This is the time of year that finds me in the garden. Every morning, I am distracted from my march out the door by an inspection of flower beds. What has come up? What new thing is showing itself? What new beginning has announced itself? Max always has to yell from the car, “Mom…Mommmmm……Come….on…We are going to be late.” I am dreamy as I stumble to the car, unable to take my eyes off the soil. It is fascinating to me–this explosion of new life.
Yet, when it is time to work in my garden, I find that the majority of the work is about clearing. Removing. Pulling up weeds, tilling the soil, turning over the ground. Clearing the space so that something new and beautiful can grow. I spend so little time actually planting. No, most of my work is about picking up dead leaves. Picking up the sticks brought down by the rain. Pruning the azaleas and the roses. Cutting back. Cleaning out. Sweeping up. Creating space so something new can be born. Isn’t this really the work of a gardener?
There is a spot in my garden where I usually plant annuals. Impatients or pansies–something that will immediately add color. This year, for a variety of reasons I don’t understand, I decided not to do this. I bought a couple packs of seeds, checking only that the light would be OK. Without paying much attention, Max and I dumped them onto the freshly tilled soil. We raked over a bit more soil and waited as it rained.

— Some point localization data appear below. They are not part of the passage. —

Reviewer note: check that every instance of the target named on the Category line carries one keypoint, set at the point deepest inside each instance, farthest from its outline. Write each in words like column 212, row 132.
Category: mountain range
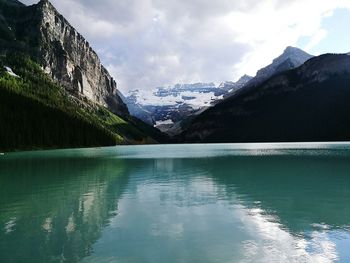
column 168, row 107
column 64, row 96
column 55, row 93
column 307, row 103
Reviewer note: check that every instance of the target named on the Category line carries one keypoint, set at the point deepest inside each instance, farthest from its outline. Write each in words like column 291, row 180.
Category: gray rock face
column 68, row 58
column 64, row 54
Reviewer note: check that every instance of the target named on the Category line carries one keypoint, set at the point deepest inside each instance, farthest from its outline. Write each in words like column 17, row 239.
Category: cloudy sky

This week our beloved housemate is leaving us. Its hard to believe it is so, but it is. It is an occasion of excitement for it marks a wonderful new beginning for her. Our home was a safe place of refuge when she needed it most. Our house was a transition. But now she has all that she needs to make it on her own–legal status, a job, resources, a community. The apartment half a mile down the street, up high on the top of the building, with the tiny kitchen and big windows, it is the right place for her to be now. It is the first home she will call her own. And this is a miracle. Something new is being born for her.
And I know that something new will be born for us too. My dear friend Kaiya tells me that the Universe abhors a vacuum. When space is opened up, something new will grow. And I am holding onto this truth fiercely. It is a great comfort.
As we transition from housemates to friends, there is an ache in this empty place in our heart’s house where she used to be with her lilting African voice and the smells of her yummy cooking, in the place where she used to look at me with eyes that really saw. And yet, I know that out of this emptiness something new will grow. Letting go makes me sad and if I am completely honest, the mystery of what will grow up in this place makes me a little uncomfortable. But it is a discomfort I will sit with. But I have long ago given up guessing. Whatever is next will surprise me, that is for sure.
For weeks now I have been churning on these thoughts, in the garden, with the moving boxes. I am feeling it in other places of my life too. Colleagues are moving on, our organization is transitioning, friendships that are dear to me are tranforming. I know that in my heart too something is giving way, releasing, letting go. I am letting so much go so something new and marvelous can be born. It is sad and scary and also full of wonder…
I am drawing on the lessons of my garden. If I clear the space, something beautiful can be born. There is a cycle to this life we live, a cycle of letting go of what blossomed and filled us last, clearing the space and waiting with an empty patch of soil.
I feel I am stepping into an empty field, freshly tilled. I am saying yes to whatever will grow here in this open space in my heart, in my life. Yes without knowing where it will take me. Yes without a plan. Yes without knowing what the next step will be.